We stopped in Reno on the way to San Francisco, staying overnight at the Peppermill hotel and casino. You couldn’t pick a bigger contrast with Black Rock City. Imagine Mad Max’s Mel Gibson shaking hands with Robert de Niro in Casino. Not that any of us are Mel Gibson but we were certainly grubbier, and, we now realised, in this air-freshened world of clean carpets, neon lights and wall-to-wall mirrors, probably smellier. As we waited in line at registration, three strangers came up to greet Sam and I. They’d been at Burning Man, had just showered and changed, and recognised our Pigpen-style cloud of dust. Suddenly I realised we were leaving our friendly little world. I wouldn’t have looked twice at these people on the street, but while they recognised our covering of dust, there was still a link between us. Once we were washed and fresh, we’d be just like them; normal people.

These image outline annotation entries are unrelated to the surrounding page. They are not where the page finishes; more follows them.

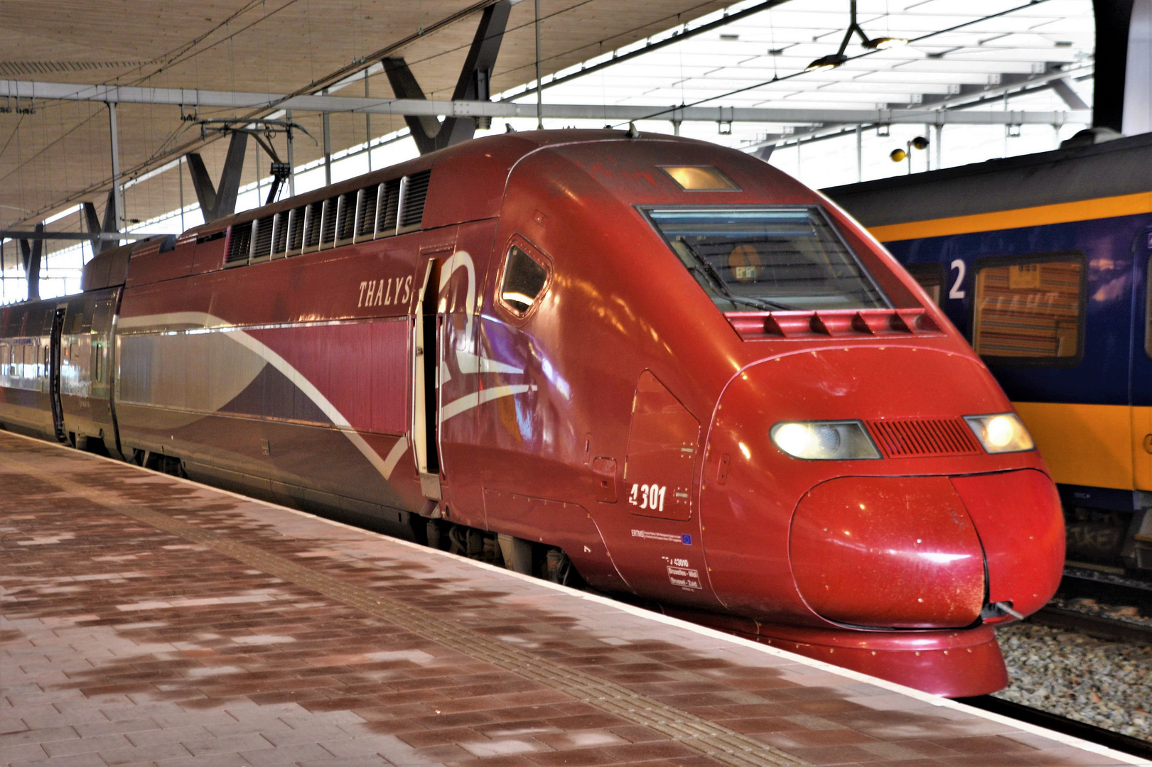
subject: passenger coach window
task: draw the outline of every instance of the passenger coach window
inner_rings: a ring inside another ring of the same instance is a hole
[[[676,207],[647,215],[721,311],[888,305],[816,206]]]
[[[1149,235],[1152,244],[1152,235]],[[1152,256],[1149,257],[1149,273],[1144,275],[1144,354],[1152,357]]]
[[[516,317],[524,317],[536,299],[544,293],[548,281],[546,266],[529,256],[518,245],[508,249],[503,280],[500,283],[500,302]]]
[[[972,347],[992,359],[1071,360],[1081,352],[1079,255],[977,265]]]
[[[932,303],[940,304],[940,286],[943,283],[943,266],[940,264],[910,264],[904,268],[920,283]]]

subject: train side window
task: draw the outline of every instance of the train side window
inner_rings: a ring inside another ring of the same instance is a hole
[[[518,244],[511,245],[500,279],[500,304],[516,317],[528,317],[545,293],[548,272],[544,257]]]
[[[1084,257],[976,265],[972,347],[990,364],[1076,364],[1083,354]]]
[[[932,303],[940,305],[940,290],[943,284],[943,265],[942,264],[909,264],[904,268],[908,273],[912,275],[924,293],[929,294],[932,298]]]
[[[1152,244],[1152,235],[1149,235]],[[1152,357],[1152,256],[1149,256],[1149,273],[1144,275],[1144,354]]]

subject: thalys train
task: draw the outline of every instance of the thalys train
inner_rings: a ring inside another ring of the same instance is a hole
[[[1060,499],[871,235],[737,151],[467,142],[0,311],[5,428],[582,580],[922,690],[1002,686]]]
[[[1011,398],[1058,483],[1069,562],[1146,577],[1152,134],[1076,143],[825,191],[932,294]]]

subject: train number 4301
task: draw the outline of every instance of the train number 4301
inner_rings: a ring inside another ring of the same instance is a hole
[[[664,494],[667,489],[667,485],[632,485],[628,502],[642,509],[664,511]]]

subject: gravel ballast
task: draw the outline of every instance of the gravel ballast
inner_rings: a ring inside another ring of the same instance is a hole
[[[1034,623],[996,638],[1009,679],[996,698],[1152,742],[1152,646]]]

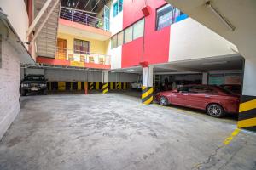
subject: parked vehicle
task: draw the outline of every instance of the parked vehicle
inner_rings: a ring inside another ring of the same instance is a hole
[[[222,84],[221,88],[231,91],[232,93],[240,95],[241,94],[241,85],[240,84]]]
[[[156,94],[161,105],[169,104],[205,110],[213,117],[222,117],[224,113],[237,113],[239,96],[218,86],[185,85],[172,91]]]
[[[131,88],[133,88],[133,89],[137,89],[137,90],[141,89],[143,87],[143,82],[141,80],[133,82],[131,84]]]
[[[44,75],[27,75],[20,83],[21,95],[26,95],[29,92],[36,92],[47,94],[47,82]]]

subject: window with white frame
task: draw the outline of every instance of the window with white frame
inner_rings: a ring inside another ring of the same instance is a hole
[[[133,40],[143,37],[144,35],[144,19],[140,20],[133,25]]]
[[[115,3],[113,3],[113,17],[118,15],[120,12],[123,11],[123,0],[117,0]]]
[[[0,34],[0,68],[2,68],[2,35]]]

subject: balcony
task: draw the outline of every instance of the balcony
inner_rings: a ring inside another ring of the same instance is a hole
[[[110,55],[74,51],[57,48],[55,59],[38,57],[37,62],[49,65],[84,67],[92,69],[110,69]]]
[[[102,20],[92,16],[92,14],[65,7],[61,7],[58,31],[99,41],[111,38],[108,19]]]

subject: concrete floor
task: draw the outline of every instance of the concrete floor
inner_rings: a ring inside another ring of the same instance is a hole
[[[27,96],[0,142],[0,169],[256,169],[256,134],[202,111],[124,94]],[[231,139],[229,138],[228,139]]]

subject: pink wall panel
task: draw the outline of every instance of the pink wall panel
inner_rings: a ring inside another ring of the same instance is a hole
[[[137,65],[143,61],[143,38],[140,37],[123,45],[122,68]]]
[[[165,0],[148,0],[150,15],[145,17],[144,56],[143,59],[143,38],[135,40],[122,47],[122,67],[137,65],[141,61],[149,64],[168,62],[170,26],[156,31],[156,9],[166,4]],[[123,27],[125,28],[143,17],[142,8],[144,0],[124,1]]]

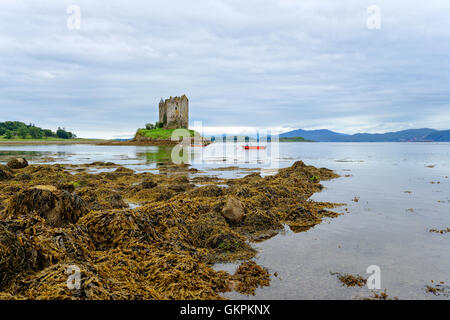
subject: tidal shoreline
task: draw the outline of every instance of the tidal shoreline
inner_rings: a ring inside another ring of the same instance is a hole
[[[89,173],[93,167],[114,171]],[[304,231],[337,216],[327,209],[335,204],[309,200],[320,180],[337,175],[301,161],[273,176],[221,180],[136,173],[114,163],[0,169],[0,249],[14,252],[0,261],[4,299],[253,294],[270,282],[251,261],[253,241],[284,225]],[[234,274],[212,268],[237,260],[243,262]],[[66,286],[71,265],[83,275],[77,290]]]

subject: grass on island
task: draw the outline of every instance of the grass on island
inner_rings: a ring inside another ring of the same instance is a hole
[[[170,140],[175,130],[179,129],[163,129],[163,128],[157,128],[152,130],[139,129],[136,135],[140,135],[141,137],[151,138],[155,140]],[[196,132],[194,130],[188,131],[191,137],[195,136]]]
[[[280,142],[313,142],[312,140],[306,140],[303,137],[290,137],[290,138],[280,138]]]
[[[59,142],[59,141],[63,141],[63,142],[88,142],[88,141],[103,141],[103,139],[83,139],[83,138],[71,138],[71,139],[63,139],[63,138],[55,138],[55,137],[43,137],[43,138],[19,138],[19,137],[14,137],[11,139],[7,139],[4,136],[0,136],[0,142],[1,143],[14,143],[14,142]]]

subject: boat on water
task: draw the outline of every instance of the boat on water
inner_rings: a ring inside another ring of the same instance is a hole
[[[249,145],[245,145],[243,147],[245,150],[264,150],[266,148],[265,146],[249,146]]]

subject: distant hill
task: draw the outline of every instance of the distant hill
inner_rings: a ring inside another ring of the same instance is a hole
[[[65,129],[58,128],[56,132],[50,129],[42,129],[34,124],[25,124],[20,121],[0,122],[0,139],[73,139],[76,135]]]
[[[280,138],[303,137],[317,142],[402,142],[402,141],[450,141],[450,130],[409,129],[386,133],[343,134],[331,130],[294,130]]]

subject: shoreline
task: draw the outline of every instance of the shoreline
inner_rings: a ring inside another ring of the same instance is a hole
[[[15,145],[70,145],[70,144],[98,144],[104,140],[0,140],[0,146],[15,146]]]
[[[90,173],[93,167],[114,171]],[[272,176],[252,173],[221,180],[175,167],[179,171],[167,175],[100,162],[14,170],[0,166],[0,246],[17,256],[0,261],[7,275],[0,298],[253,295],[257,287],[270,285],[271,275],[251,260],[257,254],[252,243],[277,235],[284,225],[300,232],[339,215],[328,210],[336,204],[308,200],[323,188],[318,177],[338,175],[301,161]],[[55,227],[63,230],[57,241]],[[117,268],[123,261],[133,268]],[[235,274],[212,268],[232,261],[240,263]],[[57,289],[65,283],[68,264],[77,265],[87,283],[95,283],[82,287],[82,297]],[[48,279],[45,286],[36,281],[42,277]],[[133,281],[122,282],[124,277]],[[15,279],[21,279],[21,286]]]

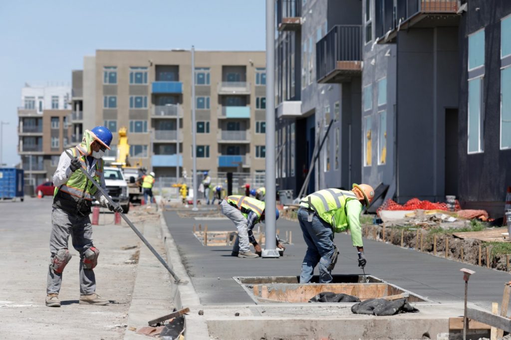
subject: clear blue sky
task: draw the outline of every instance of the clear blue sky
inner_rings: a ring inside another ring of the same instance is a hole
[[[0,1],[3,161],[19,161],[16,108],[25,82],[65,81],[99,49],[265,49],[264,0]]]

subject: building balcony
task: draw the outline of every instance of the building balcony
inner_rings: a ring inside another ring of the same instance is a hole
[[[320,84],[344,83],[362,75],[362,27],[337,25],[316,44]]]
[[[179,160],[178,161],[178,159]],[[179,163],[178,163],[179,161]],[[179,155],[178,158],[177,155],[153,155],[151,157],[151,164],[154,167],[162,166],[183,166],[183,156]]]
[[[250,119],[250,106],[219,106],[218,118],[240,118]]]
[[[250,133],[244,130],[239,131],[221,130],[217,133],[217,139],[219,143],[250,143]]]
[[[296,118],[301,115],[301,101],[284,101],[277,106],[277,118]]]
[[[220,82],[217,89],[219,94],[250,94],[250,83],[246,82]]]
[[[457,27],[458,0],[377,1],[375,34],[379,43],[393,42],[400,30],[413,28]]]
[[[155,118],[182,118],[183,108],[177,104],[155,105],[153,107],[152,116]]]
[[[221,155],[218,156],[218,166],[220,167],[249,167],[250,158],[244,155]]]
[[[151,90],[153,93],[181,94],[183,93],[183,83],[174,81],[153,82]]]

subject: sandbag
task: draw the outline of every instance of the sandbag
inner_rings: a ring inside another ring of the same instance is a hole
[[[376,315],[390,315],[399,313],[416,313],[419,310],[412,307],[406,299],[389,301],[384,299],[369,299],[352,306],[352,312],[355,314]]]

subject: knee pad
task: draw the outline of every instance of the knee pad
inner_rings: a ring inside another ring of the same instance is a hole
[[[83,268],[85,269],[94,269],[98,264],[98,256],[99,250],[95,247],[91,247],[83,253]]]
[[[50,266],[54,273],[61,274],[66,264],[71,260],[73,255],[69,252],[69,249],[61,249],[52,259]]]

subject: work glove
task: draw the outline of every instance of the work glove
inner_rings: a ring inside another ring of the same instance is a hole
[[[110,211],[115,211],[115,212],[122,212],[123,208],[121,206],[121,205],[117,202],[112,202],[113,204],[110,203],[109,202],[107,201],[106,206],[108,207],[108,209]]]
[[[75,172],[79,169],[81,166],[82,163],[80,162],[80,160],[75,157],[71,160],[71,164],[69,165],[69,168],[71,169],[71,171],[73,172]]]
[[[365,264],[367,263],[367,261],[365,259],[365,256],[364,255],[364,252],[359,252],[358,266],[363,268],[365,266]]]

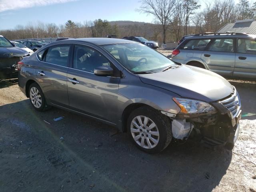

I’m not big on casinos and that whole tacky thing, whether ironic or not, but a real bed and a meal in a restaurant with friends couldn’t have been more welcome. We later discovered we’d had a well-timed escape from Black Rock City. Not long after we left the wind picked up and for 18 hours the remaining inhabitants suffered a white-out (where you can see little but dust), something we’d escaped all the time we were there. The next day Sam, Danny, Anno and I drove off to San Francisco, stopping in Reno to have the car cleaned. That was it, our dust-caked car, the last visible symbol that we’d been there, was gone, and now we’d look just like everyone else.

The last time I was in San Francisco (when I had more time to catch up with local friends) I wrote that I’d forgotten how beautiful the place was. I knew I’d written that but even so, I’d still forgotten again. I don’t think there was one of us that wouldn’t move to the city right now given the chance. We all stayed in Pouneh’s cavernous apartment in the Mission, and in between washing clothes free of dust, and finding homes for all the equipment we need to hang on to for next year, we managed to venture out for sightseeing and a couple of visits to Scott’s bar, The Uptown, where we met up with Nicole and Z, and Sam beat the locals at pool.